Se le nuove regole della Commissione europea dovessero passare, prepariamoci a dire addio a tutte quelle diciture sui prodotti, da “bio”, “eco”, ma anche “realizzato con bottiglie di plastica riciclata” oppure “rispettosa degli oceani”, se non possono essere dimostrati dalle aziende con prove scientifiche. Oggi Bruxelles ha infatti lanciato il suo piano contro il greenwashing, una serie di indicazioni che in caso di via libera finale imporranno alle imprese una maggiore attenzione alle loro dichiarazioni green. Pena, in caso di diciture false o non comprovate, delle sanzioni. Lo scopo della proposta Ue è quello di mettere un freno alle autodichiarazioni, spesso non veritiere, in modo da fornire finalmente ai consumatori delle informazioni “attendibili, comparabili e verificabili”. Nel 2020 un studio della Commissione europea aveva rivelato infatti che il 53,3% delle asserzioni ambientali esaminate erano troppo “vaghe, fuorvianti o infondate” e che il 40% era “del tutto infondato”.
Questo anche perché ad oggi esiste una mancanza di norme comuni per le imprese che presentano autodichiarazioni ambientali volontarie, lacuna che a sua volta apre la strada al greenwashing e che rischia di compromettere anche la credibilità di aziende realmente sostenibili. Per questo slogan come “consegna con compensazione di CO2“, oppure “ridotta impronta climatica” o “imballaggio in plastica riciclata al 30%” e tante altre frasi che oggi leggiamo sui prodotti, non saranno più utilizzabili se non rispetteranno le regole comuni contenute nella direttiva “Green Claims” che è appena stata presentata. Si tratta di norme che per l’Ue saranno a beneficio sia dei cittadini, sia delle imprese realmente virtuose.
“La proposta riguarda tutte le autodichiarazioni volontarie riguardanti gli impatti, gli aspetti o le prestazioni ambientali di un prodotto, di un servizio o l’operatore stesso. Tuttavia, esclude le autodichiarazioni disciplinate dalle norme esistenti dell’UE, come il marchio Ecolabel UE o il logo degli alimenti biologici, in quanto la legislazione in vigore garantisce già l’affidabilità di tali dichiarazioni regolamentate. “Le autodichiarazioni che saranno contemplate dalle future norme regolamentari dell’UE saranno escluse per lo stesso motivo” fa sapere l’Europa. In generale, la nuova proposta prevede che le ditte, prima di comunicare “autodichiarazioni ambientali” ai consumatori, debbano garantire che queste siano “verificate in modo indipendente e convalidate da prove scientifiche.

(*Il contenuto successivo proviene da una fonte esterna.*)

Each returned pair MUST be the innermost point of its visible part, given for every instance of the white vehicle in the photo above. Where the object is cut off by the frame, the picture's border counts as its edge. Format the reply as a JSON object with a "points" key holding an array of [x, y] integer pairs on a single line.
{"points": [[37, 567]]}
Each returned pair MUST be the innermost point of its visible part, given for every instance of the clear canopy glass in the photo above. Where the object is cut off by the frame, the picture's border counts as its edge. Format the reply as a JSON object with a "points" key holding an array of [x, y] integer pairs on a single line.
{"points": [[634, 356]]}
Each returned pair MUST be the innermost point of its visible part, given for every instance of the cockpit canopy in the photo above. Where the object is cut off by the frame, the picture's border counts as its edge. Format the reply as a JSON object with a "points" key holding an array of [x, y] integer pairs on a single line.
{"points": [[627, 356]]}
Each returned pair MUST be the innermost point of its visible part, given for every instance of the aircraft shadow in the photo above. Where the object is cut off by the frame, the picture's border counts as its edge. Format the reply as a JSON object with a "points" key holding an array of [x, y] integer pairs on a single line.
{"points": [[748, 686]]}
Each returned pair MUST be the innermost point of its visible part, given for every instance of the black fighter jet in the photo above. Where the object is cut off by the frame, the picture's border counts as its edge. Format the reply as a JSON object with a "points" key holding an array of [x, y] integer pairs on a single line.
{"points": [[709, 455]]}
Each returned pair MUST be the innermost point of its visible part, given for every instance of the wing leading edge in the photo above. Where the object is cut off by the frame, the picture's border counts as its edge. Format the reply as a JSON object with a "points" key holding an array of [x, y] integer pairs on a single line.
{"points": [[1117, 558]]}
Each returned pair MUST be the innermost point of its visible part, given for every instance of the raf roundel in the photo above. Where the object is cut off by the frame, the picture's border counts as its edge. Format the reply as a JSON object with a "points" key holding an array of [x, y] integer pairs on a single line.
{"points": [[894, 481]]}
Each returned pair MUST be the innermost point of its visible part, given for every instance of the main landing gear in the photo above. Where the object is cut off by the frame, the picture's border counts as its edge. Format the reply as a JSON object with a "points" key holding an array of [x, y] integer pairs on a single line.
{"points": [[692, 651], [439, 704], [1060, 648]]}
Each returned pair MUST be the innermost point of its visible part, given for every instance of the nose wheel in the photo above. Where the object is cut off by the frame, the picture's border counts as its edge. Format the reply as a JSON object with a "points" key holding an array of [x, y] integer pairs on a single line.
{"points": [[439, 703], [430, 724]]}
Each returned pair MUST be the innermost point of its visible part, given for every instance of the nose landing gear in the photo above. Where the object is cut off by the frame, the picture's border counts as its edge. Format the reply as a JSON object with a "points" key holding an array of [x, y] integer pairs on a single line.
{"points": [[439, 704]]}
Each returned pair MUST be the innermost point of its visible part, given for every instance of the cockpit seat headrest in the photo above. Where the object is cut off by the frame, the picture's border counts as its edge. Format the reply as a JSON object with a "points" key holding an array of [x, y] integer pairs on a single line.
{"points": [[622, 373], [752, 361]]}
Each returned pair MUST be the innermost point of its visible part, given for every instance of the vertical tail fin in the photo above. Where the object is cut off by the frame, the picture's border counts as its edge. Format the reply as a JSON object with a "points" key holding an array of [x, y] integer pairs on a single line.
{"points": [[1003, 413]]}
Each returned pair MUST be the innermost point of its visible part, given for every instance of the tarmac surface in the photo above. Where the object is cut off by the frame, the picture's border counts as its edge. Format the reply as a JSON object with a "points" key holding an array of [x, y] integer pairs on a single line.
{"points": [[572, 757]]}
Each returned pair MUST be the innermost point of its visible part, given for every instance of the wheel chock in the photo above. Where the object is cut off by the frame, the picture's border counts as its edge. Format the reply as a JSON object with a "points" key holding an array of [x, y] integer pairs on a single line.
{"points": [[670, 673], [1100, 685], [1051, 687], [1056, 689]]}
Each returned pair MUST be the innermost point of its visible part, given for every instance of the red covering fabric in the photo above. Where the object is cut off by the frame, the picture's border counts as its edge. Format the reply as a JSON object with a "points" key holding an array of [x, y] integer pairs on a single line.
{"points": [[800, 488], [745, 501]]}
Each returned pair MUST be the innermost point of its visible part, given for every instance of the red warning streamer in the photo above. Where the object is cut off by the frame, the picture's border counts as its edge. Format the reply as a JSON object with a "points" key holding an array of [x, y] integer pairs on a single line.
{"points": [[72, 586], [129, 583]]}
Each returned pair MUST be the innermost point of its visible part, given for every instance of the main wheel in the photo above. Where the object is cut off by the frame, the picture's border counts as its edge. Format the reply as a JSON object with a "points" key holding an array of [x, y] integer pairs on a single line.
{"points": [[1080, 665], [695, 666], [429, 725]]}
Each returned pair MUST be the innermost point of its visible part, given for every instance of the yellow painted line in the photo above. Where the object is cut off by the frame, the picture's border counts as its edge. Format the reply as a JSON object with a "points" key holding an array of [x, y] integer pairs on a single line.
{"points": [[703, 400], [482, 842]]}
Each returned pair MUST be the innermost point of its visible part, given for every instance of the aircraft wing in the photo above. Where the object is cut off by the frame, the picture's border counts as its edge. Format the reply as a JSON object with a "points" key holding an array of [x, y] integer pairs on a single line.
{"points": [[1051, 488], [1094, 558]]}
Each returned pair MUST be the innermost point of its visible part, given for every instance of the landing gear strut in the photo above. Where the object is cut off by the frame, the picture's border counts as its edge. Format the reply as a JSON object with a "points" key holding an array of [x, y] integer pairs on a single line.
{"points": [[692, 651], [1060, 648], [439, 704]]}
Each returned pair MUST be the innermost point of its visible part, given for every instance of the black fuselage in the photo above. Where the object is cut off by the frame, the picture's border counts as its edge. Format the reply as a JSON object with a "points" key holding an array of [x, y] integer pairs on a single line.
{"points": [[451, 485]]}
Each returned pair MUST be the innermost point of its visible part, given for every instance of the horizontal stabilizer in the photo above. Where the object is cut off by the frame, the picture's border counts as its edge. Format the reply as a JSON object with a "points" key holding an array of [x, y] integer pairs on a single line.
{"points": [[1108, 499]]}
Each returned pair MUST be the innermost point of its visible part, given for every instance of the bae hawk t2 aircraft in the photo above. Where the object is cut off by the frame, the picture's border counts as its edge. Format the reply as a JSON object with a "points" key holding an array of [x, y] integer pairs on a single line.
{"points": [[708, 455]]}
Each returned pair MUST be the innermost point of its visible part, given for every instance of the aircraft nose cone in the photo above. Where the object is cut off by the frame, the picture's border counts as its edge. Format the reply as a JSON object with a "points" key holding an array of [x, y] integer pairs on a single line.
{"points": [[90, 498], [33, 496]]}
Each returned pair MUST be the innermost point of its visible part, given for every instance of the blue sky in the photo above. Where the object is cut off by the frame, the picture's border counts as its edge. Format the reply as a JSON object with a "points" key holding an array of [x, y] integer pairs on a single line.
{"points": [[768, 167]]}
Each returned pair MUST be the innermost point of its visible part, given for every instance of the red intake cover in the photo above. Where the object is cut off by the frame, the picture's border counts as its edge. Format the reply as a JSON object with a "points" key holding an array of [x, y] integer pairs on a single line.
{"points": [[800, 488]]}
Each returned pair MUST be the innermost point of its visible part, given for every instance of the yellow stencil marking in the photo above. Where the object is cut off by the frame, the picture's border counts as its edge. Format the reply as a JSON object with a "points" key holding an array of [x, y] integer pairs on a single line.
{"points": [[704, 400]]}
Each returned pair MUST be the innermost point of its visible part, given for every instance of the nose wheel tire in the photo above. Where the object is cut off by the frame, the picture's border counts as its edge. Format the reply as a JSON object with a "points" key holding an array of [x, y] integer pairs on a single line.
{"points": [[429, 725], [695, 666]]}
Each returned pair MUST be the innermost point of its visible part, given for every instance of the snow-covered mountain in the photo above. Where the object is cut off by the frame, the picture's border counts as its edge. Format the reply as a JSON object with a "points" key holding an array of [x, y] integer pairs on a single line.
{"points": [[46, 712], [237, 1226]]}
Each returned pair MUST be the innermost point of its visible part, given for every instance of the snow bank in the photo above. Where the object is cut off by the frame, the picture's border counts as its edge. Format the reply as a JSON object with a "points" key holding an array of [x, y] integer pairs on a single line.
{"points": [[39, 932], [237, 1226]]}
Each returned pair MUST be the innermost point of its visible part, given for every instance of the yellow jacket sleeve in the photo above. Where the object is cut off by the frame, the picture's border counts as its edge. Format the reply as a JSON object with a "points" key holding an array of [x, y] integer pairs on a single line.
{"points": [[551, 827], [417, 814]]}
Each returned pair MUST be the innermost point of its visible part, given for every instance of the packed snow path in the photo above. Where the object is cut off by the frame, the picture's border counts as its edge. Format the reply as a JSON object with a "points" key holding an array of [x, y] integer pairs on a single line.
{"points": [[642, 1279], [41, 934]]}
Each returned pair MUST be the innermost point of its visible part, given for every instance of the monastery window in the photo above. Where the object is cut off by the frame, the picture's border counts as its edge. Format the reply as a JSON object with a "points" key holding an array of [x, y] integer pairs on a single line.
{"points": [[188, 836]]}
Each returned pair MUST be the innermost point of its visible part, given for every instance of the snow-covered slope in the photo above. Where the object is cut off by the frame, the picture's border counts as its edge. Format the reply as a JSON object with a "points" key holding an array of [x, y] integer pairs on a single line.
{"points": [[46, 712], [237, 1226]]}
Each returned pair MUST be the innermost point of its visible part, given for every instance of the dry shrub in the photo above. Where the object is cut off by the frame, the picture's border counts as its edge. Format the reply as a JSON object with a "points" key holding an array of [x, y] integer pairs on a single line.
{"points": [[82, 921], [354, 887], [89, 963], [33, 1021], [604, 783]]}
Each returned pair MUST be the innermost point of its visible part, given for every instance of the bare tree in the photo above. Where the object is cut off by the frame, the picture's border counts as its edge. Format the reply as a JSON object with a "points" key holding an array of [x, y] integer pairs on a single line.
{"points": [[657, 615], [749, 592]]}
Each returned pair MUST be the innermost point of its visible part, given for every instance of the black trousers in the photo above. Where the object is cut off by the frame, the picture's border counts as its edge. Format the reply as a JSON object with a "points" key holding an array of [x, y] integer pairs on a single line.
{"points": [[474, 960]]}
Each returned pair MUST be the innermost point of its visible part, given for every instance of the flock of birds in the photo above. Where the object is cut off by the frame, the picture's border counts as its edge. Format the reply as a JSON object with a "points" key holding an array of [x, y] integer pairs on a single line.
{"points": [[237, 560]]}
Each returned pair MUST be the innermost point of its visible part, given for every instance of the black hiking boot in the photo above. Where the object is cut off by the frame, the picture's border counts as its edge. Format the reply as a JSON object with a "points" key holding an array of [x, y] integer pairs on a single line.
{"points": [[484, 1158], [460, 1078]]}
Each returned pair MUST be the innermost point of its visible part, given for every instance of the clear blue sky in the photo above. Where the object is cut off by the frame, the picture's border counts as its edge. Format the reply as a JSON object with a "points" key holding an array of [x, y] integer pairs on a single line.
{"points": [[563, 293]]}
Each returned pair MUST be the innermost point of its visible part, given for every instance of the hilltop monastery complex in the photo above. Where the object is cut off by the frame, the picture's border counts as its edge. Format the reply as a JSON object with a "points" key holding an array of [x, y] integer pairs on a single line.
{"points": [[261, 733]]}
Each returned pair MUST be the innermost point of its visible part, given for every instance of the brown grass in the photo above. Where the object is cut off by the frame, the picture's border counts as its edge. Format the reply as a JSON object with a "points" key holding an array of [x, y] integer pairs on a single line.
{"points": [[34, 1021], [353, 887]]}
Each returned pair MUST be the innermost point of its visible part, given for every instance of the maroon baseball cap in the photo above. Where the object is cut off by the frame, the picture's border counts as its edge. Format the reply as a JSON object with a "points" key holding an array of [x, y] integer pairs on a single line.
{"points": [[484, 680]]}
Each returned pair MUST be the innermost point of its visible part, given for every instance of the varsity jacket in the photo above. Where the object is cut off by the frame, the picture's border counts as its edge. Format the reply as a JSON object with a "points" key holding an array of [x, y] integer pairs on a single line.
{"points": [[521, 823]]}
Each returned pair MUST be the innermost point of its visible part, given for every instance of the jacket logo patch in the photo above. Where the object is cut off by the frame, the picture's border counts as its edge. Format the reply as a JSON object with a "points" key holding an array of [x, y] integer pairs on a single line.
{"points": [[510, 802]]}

Nel quadro dell’analisi scientifica, le imprese dovranno identificare gli impatti ambientali che sono effettivamente pertinenti per i loro prodotti, come anche gli eventuali compromessi tra i vari impatti, onde fornire un quadro completo e accurato” afferma la Commissione. Inoltre saranno vietate le autodichiarazioni o i marchi che utilizzano “il punteggio aggregato dell’impatto ambientale complessivo del prodotto, tranne se rientrano nelle norme dell’UE. I confronti tra prodotti o organizzazioni dovrebbero essere fondati su informazioni e dati equivalenti” si legge nella nota di Bruxelles.
Infine, stretta anche per i marchi ambientali: attualmente ne esistono almeno 230 diversi e c’è il rischio di generare confusione nei cittadini. Per questo “per controllare la proliferazione di tali marchi, non saranno consentiti nuovi sistemi pubblici di etichettatura, a meno che non siano sviluppati a livello dell’UE, e qualsiasi nuovo sistema privato dovrà dimostrare di perseguire obiettivi ambientali più ambiziosi rispetto ai sistemi esistenti e ottenere un’approvazione preventiva. Esistono norme dettagliate riguardanti i marchi ambientali in generale, che devono essere affidabili, trasparenti, verificati in modo indipendente e periodicamente riesaminati”.
Tutti questi passaggi, in attesa di conoscere nel dettaglio anche la portata delle misure deterrenti e delle eventuali sanzioni, sono di fatto una integrazione alla proposta dello scorso anno (marzo 2022). In caso di violazione delle norme saranno i paesi membri, tramite un sistema di controllo, a introdurre multe “efficaci, proporzionate e dissuasive” per chi non le rispetterà, con importi stabiliti a seconda della “natura e gravità della violazione”. Ora il prossimo passaggio necessario per l’iter delle nuove regole, sarà sottoporre a breve la direttiva “Green Claims” all’approvazione del Parlamento europeo e del Consiglio.